Content deleted Content added

Inline

Revision as of 18:59, 26 December 2008

LITERATE PROGRAMMING is an approach to programming (a "paradigm") which was introduced by one of the programming legends of the earlier generation, Donald Knuth.

When presenting L.P. in a 1983 paper (see "Literate Programming" by Donald E. Knuth, in Computer Journal), he directly positioned it as an alternative to "Structural Programming" of the 1970s (which in turn was a successor to programming practices on earlier computers before the advent of higher-level programming languages), i.e. as a programming paradigm, and sometimes called it a new "language" - written on top of Pascal, or C, or any other language of machine instructions.
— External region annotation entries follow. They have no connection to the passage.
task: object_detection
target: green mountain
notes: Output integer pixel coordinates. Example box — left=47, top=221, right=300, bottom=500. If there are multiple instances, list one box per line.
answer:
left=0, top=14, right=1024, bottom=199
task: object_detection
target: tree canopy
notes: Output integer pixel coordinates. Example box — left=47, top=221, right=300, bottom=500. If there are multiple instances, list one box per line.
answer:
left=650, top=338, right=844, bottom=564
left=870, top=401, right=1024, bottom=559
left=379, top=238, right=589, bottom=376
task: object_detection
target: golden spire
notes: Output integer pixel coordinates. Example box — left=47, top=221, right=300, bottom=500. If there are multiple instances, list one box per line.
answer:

When asked about his preferred programming language, Knuth replies "WEB" or "CWEB", which is the name of his L.P. system.

Overivew

The major idea of L.P. is to stop coding in the manner and order imposed by the computer, and provide tools to enable the human programmer to develop a program in the order demanded by the logic and flow of his thought: imagine a human trying to explain the program concepts to you, rather than reading and deciphering machine source code line by line.

In contrast to the traditional practice an L.P. program is not machine code, sequenced to best suit the machine, with some side comments to help humans to decipher it post-factum.

Rather in L.P. the program is written as an uninterrupted exposition of logic in an ordinary human language, as if a text of an essay, in which macros which hide abstractions and/or direct code are included. Full code with macros expanded can then in one step be extracted from this text by a literate programming tool and "entangled" (i.e. convoluted, made non-natural for a human) into what the computer demands for further compilation and/or running. Fully formatted documentation is also produced in one step ("weaved") from the same L.P. source file.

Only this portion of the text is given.